Immune cells in the tumor microenvironment (TME) play a critical role in regulating tumor development and response to targeted immunotherapy. While it is well-accepted that clear cell renal carcinoma (ccRCC) is characterized by a T-cell infiltrate, differential activation states within the tumor and the contribution of other immunomodulatory cells remain relatively unexplored. We sequenced approximately 30,000 immune cells at the single-cell level from tumor and matched adjacent normal tissue in ccRCC patients. With a median of 3300 Unique Molecular Identifiers (UMIs)/cell, we were able to capture the expression of 1000 genes per cell on average and 21,000 genes across all cells from each patient. We used Multidimensional Scaling (MDS) -transformation to visualize the various clusters and found that the tumor and adjacent normal tissue were distinct, with each having two major sub-clusters - lymphoid and myeloid cells. The data demonstrated a higher fraction of lymphoid infiltrate(~70-75%) than myeloid in a relatively stable ratio across patients, with tumor containing a slightly higher fraction of lymphoid cells. The normal and tumor cell subtypes were distinguished by multiple iterations of PAM clustering (Partitioning Around Mediods) with feature selection using the iterClust algorithm. Top differentially expressed genes in each cluster were identified and cross-referenced with known immune cell markers along with pathway enrichment analysis for cell typing. Among the tumor lymphoid population, genes specific for T-cells, including markers of functional exhaustion were the most highly expressed. A separate sub-cluster of cells consistent with cytotoxic T and/or NK cells was also identified. We found a distinct population of monocytes within the myeloid cluster that was present exclusively in the tumor tissue. This population expressed high levels of complement factors C1QA, C1QB, C1QC, as well as ApoE. The latter has been implicated as a driver of myeloid cell immunosuppression, indicating a possible regulatory role in the TME of ccRCC that has not previously been described. The phenotype of the immune cell populations in tumor was further validated by spectral flow cytometry. This study demonstrates relative abundance of cell types in the immune microenvironment within ccRCC tumors and also identifies a novel C1Q-high myeloid sub-population specific to the tumor, suggesting its possible role in RCC tumorigenesis or progression.
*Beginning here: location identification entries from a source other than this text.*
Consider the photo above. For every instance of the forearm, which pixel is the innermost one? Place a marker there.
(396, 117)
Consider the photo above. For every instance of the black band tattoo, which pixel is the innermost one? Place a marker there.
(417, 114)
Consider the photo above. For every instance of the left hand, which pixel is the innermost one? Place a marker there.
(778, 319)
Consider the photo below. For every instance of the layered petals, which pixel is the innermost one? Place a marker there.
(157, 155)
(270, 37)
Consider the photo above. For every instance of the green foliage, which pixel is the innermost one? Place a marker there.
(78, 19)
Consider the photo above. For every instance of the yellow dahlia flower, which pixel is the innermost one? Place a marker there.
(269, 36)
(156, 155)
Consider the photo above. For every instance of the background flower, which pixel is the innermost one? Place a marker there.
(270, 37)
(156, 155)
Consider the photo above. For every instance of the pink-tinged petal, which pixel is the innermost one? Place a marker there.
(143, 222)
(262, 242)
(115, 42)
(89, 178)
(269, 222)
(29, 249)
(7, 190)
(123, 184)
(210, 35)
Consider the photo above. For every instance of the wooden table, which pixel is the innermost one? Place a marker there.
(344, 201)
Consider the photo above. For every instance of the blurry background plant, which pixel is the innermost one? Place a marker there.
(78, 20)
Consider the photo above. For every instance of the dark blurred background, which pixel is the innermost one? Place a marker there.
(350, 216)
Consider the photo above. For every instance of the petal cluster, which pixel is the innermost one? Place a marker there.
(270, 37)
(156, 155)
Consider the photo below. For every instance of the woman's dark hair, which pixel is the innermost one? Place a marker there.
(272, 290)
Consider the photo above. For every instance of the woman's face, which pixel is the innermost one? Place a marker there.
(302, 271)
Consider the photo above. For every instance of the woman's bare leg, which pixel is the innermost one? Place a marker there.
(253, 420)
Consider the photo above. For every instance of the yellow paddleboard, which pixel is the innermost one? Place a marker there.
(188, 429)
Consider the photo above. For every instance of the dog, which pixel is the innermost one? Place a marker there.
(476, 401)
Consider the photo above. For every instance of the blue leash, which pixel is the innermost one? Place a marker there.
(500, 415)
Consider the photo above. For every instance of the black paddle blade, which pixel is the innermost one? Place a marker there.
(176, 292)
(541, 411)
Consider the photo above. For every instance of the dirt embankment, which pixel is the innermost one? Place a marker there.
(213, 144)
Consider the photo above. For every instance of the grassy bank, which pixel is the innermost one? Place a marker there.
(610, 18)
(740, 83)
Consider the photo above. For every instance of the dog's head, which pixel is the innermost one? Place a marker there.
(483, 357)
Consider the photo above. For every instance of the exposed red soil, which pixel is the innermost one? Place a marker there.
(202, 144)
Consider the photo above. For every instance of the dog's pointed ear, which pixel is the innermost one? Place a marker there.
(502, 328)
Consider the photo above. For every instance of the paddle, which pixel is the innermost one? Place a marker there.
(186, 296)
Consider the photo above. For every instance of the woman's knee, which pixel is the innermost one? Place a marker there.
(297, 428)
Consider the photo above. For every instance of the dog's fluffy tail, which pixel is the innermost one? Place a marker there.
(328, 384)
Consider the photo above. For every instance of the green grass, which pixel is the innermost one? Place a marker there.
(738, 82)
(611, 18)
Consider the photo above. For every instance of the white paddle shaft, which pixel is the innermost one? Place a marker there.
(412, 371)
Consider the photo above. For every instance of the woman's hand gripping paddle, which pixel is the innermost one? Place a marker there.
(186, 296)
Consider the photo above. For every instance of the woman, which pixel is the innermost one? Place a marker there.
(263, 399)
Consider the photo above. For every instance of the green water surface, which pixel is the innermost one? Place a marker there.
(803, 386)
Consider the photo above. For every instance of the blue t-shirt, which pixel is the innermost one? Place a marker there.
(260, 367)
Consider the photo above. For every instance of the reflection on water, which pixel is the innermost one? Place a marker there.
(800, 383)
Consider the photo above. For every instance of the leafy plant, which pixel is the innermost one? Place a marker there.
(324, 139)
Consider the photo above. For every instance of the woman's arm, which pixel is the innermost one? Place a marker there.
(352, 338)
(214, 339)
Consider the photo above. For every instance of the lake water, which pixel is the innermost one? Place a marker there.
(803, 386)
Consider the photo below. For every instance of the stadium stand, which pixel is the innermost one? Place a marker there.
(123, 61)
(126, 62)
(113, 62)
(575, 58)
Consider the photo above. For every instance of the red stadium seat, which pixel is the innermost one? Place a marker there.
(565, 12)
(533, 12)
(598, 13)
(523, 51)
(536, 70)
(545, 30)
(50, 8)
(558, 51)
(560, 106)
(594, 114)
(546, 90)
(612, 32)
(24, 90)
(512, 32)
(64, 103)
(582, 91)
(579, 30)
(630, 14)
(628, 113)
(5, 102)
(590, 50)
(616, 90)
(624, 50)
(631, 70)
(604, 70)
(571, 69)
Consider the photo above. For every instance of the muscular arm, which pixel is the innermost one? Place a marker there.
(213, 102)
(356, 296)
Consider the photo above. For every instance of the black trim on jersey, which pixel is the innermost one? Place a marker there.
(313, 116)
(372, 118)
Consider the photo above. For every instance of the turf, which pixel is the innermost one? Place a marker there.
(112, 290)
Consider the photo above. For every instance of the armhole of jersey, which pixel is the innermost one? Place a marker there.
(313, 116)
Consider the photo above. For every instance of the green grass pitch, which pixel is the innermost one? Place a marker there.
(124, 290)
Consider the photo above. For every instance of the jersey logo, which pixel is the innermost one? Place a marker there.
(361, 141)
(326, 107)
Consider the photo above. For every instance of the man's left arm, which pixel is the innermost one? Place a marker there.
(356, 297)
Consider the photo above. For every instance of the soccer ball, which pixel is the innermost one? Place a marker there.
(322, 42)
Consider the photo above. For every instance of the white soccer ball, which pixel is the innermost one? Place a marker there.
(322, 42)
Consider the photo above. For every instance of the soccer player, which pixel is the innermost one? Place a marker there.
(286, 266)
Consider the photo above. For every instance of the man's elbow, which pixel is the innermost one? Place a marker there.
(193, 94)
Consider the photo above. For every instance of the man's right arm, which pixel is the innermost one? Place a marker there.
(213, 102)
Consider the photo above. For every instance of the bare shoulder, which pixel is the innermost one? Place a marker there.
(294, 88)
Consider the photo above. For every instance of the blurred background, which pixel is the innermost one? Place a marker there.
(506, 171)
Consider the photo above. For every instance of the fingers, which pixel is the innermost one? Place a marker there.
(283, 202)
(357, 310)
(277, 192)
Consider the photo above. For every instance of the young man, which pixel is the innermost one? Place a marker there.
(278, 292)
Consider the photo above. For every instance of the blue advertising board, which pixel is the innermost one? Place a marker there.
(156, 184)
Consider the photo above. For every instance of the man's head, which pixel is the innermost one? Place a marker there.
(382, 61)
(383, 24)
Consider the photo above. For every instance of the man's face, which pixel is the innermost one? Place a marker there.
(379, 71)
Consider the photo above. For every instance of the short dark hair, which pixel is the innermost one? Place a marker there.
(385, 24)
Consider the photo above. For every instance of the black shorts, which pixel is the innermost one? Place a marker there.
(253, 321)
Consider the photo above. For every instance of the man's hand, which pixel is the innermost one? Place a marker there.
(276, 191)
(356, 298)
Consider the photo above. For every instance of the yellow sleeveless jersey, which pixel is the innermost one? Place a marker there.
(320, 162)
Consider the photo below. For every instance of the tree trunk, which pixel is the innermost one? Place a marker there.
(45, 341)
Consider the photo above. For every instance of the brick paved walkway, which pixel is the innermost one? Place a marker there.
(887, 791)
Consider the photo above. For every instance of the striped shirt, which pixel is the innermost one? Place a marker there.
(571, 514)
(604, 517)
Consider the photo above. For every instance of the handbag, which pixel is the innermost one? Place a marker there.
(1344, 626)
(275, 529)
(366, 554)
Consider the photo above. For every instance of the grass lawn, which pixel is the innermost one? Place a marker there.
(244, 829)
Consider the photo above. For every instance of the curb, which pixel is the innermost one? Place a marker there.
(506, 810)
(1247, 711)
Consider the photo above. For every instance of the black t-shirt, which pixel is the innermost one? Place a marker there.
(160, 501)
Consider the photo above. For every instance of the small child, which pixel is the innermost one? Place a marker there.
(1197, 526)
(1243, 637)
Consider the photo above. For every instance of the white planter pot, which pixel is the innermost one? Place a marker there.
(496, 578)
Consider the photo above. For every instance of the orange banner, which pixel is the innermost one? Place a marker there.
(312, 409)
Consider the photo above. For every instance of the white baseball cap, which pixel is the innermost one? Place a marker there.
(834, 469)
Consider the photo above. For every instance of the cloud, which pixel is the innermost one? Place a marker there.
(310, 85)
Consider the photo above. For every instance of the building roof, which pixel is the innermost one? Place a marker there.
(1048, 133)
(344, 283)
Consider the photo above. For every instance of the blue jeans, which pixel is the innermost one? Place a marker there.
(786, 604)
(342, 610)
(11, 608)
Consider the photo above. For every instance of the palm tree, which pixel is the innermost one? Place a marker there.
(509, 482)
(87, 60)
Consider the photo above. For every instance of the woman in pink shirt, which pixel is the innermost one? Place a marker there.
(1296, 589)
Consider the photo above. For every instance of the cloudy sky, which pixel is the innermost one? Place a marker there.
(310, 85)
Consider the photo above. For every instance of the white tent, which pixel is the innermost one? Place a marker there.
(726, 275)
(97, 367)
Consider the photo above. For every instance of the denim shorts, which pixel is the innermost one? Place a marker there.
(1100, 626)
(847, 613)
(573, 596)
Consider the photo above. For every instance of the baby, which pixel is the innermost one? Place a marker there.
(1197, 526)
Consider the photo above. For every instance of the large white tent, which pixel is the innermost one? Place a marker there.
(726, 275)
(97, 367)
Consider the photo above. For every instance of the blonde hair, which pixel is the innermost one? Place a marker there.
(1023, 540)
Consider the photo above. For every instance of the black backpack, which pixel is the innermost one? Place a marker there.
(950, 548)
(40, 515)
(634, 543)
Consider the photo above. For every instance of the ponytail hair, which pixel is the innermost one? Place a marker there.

Citation Format: Nivedita Chowdhury, Aleksandar Obradovic, David Aggen, Vinson Wang, Xinzheng Guo, Guarionex J. DeCastro, Hongxu Ding, Andrea Califano, Charles G. Drake. Decoding the immunologic landscape of human clear cell renal carcinoma [abstract]. In: Proceedings of the American Association for Cancer Research Annual Meeting 2019; 2019 Mar 29-Apr 3; Atlanta, GA. Philadelphia (PA): AACR; Cancer Res 2019;79(13 Suppl):Abstract nr 1476.